The North American Indians called this plant assimin and ate its large fruit. Apparently the fruit reminded European settlers of tropical papaw or pawpaw (Carica papaya), so they used the same name. However, the two plants are unrelated, and the North American pawpaw is in fact related to a completely different tropical species, one of the custard-apples, Annona cherimola, which has several common names in English: cherimoya,chirimoyo, momona and kelemoio. In North America the range of Asimina triloba covers the deciduous forests of the east, as far north as southern Canada.

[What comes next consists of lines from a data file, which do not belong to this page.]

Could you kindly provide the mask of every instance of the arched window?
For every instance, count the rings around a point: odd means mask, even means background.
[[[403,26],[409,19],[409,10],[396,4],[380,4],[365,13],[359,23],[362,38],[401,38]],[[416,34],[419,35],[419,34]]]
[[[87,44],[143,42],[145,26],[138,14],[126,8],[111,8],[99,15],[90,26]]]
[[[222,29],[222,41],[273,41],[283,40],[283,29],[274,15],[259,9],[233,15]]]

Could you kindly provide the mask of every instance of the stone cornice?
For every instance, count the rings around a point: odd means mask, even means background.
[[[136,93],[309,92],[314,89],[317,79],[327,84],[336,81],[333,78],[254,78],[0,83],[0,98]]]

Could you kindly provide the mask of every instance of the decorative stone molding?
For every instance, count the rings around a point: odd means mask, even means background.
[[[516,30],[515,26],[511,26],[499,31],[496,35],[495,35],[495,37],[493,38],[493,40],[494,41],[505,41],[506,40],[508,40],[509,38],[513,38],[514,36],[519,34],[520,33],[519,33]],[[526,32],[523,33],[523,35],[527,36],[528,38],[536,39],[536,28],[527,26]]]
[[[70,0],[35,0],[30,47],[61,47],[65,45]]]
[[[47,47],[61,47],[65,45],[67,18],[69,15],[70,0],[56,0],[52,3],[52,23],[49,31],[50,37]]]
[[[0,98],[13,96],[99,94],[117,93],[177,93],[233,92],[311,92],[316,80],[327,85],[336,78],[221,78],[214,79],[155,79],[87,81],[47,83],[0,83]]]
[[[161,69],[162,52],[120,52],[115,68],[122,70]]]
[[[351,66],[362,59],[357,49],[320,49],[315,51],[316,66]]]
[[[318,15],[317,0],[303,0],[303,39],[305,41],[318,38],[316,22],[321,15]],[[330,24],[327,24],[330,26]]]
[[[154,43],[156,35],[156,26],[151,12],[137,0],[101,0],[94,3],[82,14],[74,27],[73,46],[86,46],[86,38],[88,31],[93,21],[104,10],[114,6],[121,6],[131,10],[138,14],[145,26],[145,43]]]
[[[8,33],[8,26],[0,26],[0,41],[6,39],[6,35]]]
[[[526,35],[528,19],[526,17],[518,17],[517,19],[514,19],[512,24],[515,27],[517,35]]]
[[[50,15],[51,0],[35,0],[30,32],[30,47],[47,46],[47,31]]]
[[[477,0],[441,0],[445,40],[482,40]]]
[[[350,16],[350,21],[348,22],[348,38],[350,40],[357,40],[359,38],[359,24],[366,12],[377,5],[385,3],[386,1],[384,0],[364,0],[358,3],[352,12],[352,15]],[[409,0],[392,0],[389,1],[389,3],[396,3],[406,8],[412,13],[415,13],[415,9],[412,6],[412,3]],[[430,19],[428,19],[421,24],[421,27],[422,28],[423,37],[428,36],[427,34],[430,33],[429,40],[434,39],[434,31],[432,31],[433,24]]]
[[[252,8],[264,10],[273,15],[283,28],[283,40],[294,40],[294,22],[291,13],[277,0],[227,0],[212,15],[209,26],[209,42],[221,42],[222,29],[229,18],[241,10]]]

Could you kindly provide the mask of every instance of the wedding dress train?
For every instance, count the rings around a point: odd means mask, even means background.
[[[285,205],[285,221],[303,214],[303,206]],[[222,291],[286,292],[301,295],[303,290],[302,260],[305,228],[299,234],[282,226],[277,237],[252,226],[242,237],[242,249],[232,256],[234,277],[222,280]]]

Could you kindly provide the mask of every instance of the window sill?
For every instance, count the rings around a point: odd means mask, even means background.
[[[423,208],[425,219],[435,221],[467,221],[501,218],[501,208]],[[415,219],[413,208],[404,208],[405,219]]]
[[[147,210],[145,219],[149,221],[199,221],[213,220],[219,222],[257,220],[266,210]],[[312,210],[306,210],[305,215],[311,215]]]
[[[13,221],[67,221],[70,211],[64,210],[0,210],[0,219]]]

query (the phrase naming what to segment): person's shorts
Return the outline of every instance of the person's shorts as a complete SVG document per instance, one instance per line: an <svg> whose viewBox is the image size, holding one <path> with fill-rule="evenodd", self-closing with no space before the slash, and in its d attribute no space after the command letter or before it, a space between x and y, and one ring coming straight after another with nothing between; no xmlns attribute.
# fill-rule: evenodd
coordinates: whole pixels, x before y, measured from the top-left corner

The fruit is quite exceptional for a temperate zone species. It looks like a short fat banana and weighs from a few ounces to half a kilo. The taste has been described as like a banana with a trace of pineapple, mango or strawberry, depending on the variety. At the beginning of the last century there were about 100 varieties in cultivation but over half of them have disappeared. When the supermarket culture conquered America these delicious fruit disappeared, being so difficult to keep fresh.
The two trees growing near the Juhlapaikka (Festival Area) at Mustila came as seeds from the northern extreme of the species range, in Michigan, and were planted early this century. They have grown very slowly but, to the surprise of the Arboretum staff, have wintered well so far. Only time will show whether they will ever produce flowers or fruit, but even now the large drooping leaves are a pleasure to behold.